Un travail qui semble conséquent, puisqu’aucun produit phytosanitaire n’est homologué pour la culture du quinoa : le désherbage doit se faire manuellement. Autre difficulté, le battage. “C’est l’opération la plus délicate, témoigne Patrick Brémaud. On a récolté dix quintaux par hectare environ l’an dernier, et laissé 200 à 250 kilos dans le champ”. C’est aussi une graine qui, à maturité est extrêmement sensible à la décoloration et la germination. Le quinoa ne met que quelques heures à germer après une pluie, quand il fait chaud. Gare aux orages, donc ! il faut ramasser les graines à maturité avant qu’elles n’aient connu la pluie.
250 tonnes prévues cette année
Tous ces enseignements seront mis à profit cette année : “Dès qu’une parcelle sera à maturité, on la ramassera sans attendre que toutes les parcelles le soient, contrairement à l’an dernier.” Deux cents hectares viennent d’être implantés sur les parcelles d’une trentaine d’agriculteurs.
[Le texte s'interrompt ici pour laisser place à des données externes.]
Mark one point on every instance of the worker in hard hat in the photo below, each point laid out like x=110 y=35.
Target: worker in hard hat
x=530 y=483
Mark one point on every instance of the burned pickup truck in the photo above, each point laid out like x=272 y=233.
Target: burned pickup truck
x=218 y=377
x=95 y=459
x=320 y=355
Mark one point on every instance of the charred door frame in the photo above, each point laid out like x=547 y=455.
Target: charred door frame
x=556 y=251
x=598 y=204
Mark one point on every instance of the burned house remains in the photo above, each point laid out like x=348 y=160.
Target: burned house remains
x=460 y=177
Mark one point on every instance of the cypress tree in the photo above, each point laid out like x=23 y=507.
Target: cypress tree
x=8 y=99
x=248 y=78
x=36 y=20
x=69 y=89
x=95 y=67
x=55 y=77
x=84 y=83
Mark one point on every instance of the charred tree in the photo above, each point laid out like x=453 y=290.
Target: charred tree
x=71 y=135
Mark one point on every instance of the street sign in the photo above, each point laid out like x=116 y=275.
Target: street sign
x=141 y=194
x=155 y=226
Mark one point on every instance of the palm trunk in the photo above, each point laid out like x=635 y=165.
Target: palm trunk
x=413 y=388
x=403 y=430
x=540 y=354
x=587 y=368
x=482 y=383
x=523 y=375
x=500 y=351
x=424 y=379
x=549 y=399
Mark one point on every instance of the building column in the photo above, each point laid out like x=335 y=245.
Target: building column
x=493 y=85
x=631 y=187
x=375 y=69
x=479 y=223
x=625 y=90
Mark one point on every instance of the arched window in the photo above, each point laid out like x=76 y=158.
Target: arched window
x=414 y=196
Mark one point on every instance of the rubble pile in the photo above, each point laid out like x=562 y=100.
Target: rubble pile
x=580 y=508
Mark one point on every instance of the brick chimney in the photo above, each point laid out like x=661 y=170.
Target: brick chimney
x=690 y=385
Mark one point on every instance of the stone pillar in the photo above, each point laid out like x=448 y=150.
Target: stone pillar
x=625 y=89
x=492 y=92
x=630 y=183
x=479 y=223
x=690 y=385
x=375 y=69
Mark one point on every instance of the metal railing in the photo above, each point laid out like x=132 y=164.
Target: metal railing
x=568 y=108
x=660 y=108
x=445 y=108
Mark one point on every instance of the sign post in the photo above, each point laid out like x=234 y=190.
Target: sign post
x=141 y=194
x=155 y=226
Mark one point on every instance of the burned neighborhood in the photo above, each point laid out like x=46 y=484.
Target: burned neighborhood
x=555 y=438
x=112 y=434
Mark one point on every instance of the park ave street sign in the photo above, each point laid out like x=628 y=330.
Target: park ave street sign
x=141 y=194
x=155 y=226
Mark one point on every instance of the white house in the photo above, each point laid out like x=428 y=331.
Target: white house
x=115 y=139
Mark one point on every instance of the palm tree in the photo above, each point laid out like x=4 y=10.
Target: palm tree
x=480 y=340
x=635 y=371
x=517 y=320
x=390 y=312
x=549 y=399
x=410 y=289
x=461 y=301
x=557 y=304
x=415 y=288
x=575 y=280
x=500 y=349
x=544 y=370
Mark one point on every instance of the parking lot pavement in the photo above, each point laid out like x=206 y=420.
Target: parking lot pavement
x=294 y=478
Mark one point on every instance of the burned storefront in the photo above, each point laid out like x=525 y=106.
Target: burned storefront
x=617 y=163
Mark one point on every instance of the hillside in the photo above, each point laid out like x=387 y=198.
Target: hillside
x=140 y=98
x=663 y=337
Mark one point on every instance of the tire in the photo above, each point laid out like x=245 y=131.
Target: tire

Quant aux acheteurs, ce sont les mêmes : des grandes enseignes de distribution, des épiceries spécialisées (type Biocoop) et des entreprises agroalimentaires. “On a calibré les mises en place de cultures de ce printemps en fonction des demandes de nos clients, c’est pour cela que nous avons doublé les surfaces”, explique Patrick Brémaud. Le volume produit devrait s’élever à 250 tonnes environ.
Sur le plan économique, la rentabilité est nulle pour l’instant pour la coopérative. Le projet, labellisé par le pôle de compétitivité Végépolys, est en phase d’inves-tissement. “La production reste à peaufiner et le marché à créer, mais ce sera toujours une niche.” L’Europe entière ne consomme en effet que 7 000 tonnes de quinoa par an. “En tout cas actuellement, on est capable de dépanner de plusieurs tonnes un client qui attend son conteneur bloqué à Rotterdam”, se félicite Patrick Brémaud. En attendant, peut-être dans les années à venir, une explosion du marché.